SUASANA Bandara Syamsudin Noor diselimuti kabut asap pekat di Banjarmasin, Kalimantan Selatan, Rabu (11/9/2019 BANJARMASIN, iNews.id). Berdasarkan pernyataan otoritas Bandara Syamsudin Noor Banjarmasin, Selasa (10/9/2019) sebanyak tujuh penerbangan mengalami keterlambatan karena kabut asap kebakaran lahan. Kabut asap juga mengakibatkan jarak pandang hanya mencapai 200 meter hingga 400 meter.

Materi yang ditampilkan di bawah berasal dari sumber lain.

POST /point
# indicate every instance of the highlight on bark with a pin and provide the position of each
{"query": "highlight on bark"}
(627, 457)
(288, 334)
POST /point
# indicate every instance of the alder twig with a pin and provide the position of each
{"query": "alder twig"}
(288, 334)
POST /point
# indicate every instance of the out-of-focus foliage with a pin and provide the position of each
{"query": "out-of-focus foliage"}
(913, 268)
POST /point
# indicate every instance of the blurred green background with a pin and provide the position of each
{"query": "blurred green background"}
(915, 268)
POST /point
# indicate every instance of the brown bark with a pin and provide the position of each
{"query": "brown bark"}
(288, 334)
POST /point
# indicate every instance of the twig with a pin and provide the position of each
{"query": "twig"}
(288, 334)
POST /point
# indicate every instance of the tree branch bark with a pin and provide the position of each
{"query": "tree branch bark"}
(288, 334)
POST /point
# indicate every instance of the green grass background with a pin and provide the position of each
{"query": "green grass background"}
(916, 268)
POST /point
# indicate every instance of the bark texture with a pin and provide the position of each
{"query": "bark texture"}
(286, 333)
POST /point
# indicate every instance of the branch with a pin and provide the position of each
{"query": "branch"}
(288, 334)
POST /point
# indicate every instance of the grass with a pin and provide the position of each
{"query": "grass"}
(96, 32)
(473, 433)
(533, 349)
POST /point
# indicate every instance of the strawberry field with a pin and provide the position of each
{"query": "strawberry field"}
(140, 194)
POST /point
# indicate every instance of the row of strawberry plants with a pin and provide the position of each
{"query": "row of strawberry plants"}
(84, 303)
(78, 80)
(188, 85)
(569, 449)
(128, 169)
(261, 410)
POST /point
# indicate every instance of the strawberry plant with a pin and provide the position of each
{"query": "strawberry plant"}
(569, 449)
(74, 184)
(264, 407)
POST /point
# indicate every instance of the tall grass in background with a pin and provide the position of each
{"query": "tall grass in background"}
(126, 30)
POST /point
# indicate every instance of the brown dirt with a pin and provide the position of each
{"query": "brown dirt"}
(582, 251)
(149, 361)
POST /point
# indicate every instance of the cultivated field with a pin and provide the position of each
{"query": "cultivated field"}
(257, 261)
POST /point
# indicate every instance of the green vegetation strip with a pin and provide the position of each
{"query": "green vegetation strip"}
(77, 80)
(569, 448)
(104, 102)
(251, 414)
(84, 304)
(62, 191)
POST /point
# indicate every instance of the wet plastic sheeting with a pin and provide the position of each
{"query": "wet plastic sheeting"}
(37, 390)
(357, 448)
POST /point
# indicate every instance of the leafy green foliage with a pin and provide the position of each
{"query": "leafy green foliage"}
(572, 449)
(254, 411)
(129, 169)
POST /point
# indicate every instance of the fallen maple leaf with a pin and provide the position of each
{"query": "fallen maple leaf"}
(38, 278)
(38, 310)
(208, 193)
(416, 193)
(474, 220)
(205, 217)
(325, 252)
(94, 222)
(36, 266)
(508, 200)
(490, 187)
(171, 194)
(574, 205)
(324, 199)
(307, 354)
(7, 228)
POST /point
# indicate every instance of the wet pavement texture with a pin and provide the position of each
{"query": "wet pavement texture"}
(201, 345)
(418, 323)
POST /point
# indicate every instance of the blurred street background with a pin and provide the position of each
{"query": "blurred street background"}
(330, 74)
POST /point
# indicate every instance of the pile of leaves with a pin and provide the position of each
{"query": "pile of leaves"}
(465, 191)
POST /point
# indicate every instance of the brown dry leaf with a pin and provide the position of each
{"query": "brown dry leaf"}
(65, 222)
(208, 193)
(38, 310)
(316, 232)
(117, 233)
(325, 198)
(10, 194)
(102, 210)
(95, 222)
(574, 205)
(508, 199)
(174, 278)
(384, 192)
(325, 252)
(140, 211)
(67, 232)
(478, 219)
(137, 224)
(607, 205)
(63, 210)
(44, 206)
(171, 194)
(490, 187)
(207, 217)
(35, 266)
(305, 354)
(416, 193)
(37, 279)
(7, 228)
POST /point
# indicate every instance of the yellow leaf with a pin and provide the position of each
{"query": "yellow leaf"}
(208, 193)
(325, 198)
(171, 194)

Badan Nasional Penanggulangan Bencana (BNPB) menyebut kebakaran hutan dan lahan (karhutla) yang terjadi di delapan provinsi hingga pertengahan Juli 2019 luasnya mencapai 30.477 hektare. Pelaksana Harian Kepala Pusat Data, Informasi, dan Hubungan Masyarakat BNPB Agus Wibowo mengatakan kebakaran hutan dan lahan (karhutla) dilaporkan terjadi di Aceh, Riau, Jambi, Kalimantan Barat, Kalimantan Tengah, Kalimantan Selatan dan Papua Barat. "Provinsi yang mengalami karhutla terluas adalah Riau mencapai 27.683 hektare dan Kalimantan Barat mencapai 2.274 hektare," sebut Agus dalam konferensi pers di Graha BNPB, Rawamangun, Jakarta Timur, Senin (15/7/2019).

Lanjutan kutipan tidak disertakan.